2019年7月25日木曜日

研究資料『東山往来』(ゼミの紹介)

ゼミではここ何年か、平安時代末期に成立した古往来『東山往来』を取り上げて、日本語史研究の立場から読解を進めています。手紙の文例集の形をとりつつ日常の実用的な知識を網羅的に記す「往来物」のうち、近世以前に作られたものを特に「古往来」と呼びます。往来物は、初等教科書としての性格を持ち、近世以降、社会的階層や職業に応じて様々なものが出版されていくことになります。

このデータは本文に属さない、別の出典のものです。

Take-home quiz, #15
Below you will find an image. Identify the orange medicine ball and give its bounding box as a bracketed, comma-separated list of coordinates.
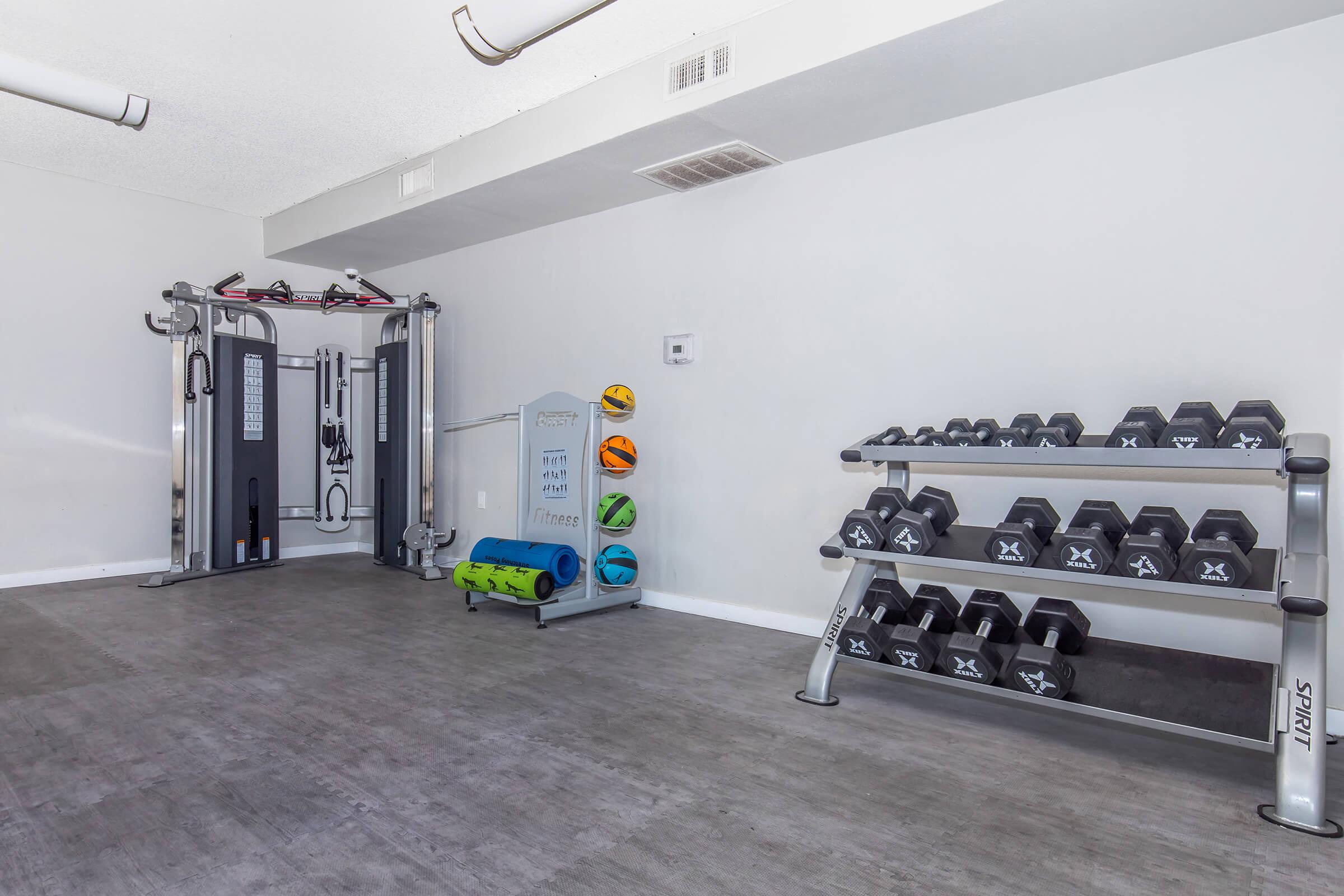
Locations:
[598, 435, 638, 470]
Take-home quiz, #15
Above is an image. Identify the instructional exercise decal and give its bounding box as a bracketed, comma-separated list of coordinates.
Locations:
[542, 449, 570, 501]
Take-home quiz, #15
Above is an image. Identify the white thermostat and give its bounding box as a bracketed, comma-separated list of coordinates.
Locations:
[662, 333, 695, 364]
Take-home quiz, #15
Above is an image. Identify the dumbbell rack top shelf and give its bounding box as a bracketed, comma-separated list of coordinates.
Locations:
[840, 432, 1329, 475]
[796, 432, 1344, 837]
[821, 525, 1281, 606]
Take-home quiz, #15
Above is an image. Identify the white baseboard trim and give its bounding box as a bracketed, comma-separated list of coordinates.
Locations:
[0, 542, 374, 591]
[640, 589, 825, 638]
[279, 542, 374, 560]
[0, 558, 168, 589]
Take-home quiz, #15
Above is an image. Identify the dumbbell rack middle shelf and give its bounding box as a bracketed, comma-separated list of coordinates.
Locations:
[840, 432, 1329, 475]
[821, 529, 1281, 606]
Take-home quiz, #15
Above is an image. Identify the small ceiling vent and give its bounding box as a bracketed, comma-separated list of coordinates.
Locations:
[662, 40, 736, 100]
[634, 141, 780, 193]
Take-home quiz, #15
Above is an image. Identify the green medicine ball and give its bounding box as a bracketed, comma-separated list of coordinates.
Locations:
[597, 492, 634, 529]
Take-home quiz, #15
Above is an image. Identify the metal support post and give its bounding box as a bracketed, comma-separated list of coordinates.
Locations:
[1257, 446, 1344, 837]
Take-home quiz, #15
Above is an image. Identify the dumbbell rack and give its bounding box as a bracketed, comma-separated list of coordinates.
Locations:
[796, 432, 1341, 837]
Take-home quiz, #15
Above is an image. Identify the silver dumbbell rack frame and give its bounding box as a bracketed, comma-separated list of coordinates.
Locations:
[797, 432, 1341, 837]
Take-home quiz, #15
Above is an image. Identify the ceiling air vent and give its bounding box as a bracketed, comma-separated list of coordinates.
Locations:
[634, 141, 780, 193]
[662, 40, 736, 100]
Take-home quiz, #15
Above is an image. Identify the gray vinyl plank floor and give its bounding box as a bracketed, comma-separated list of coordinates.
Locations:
[0, 555, 1344, 896]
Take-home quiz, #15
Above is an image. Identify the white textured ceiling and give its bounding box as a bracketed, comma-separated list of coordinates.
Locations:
[0, 0, 782, 216]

さて、『東山往来』は、往来物の中でも古い形式(往来物の様式による分類)をもっており、「実際の手紙のやりとりを集めて」作られた、という建前で成り立っています。実際、その文章を読むと、「西洛の檀那」の質問に対して「東山の師僧」が答えるという往復一双の形式が連続して収められていることが分かります。様々な日常の悩みや疑念が俗人である貴族から寄せられ、仏教を中心とした専門知を持つ僧侶がそれに応じるわけですが、貴族の「日常」に関わって発せられる「問い」は実に様々です。たとえば…
 「読経に際して音と訓と、いずれが勝るか」
 「小児に紅蘇芳の着物を着させることの可否」
 「病気の人が髪を路辺に立てる風習についての根拠」
 「二人の並び立つ中間を分けて通ってはならない理由」
なかなか面白い問いが収められています。私たちのゼミでは、日本語の書記様式の一つである「変体漢文」の研究資料として、扱っていますが、文章の内容から見ても、『東山往来』は十分魅力的で面白い資料と言えます。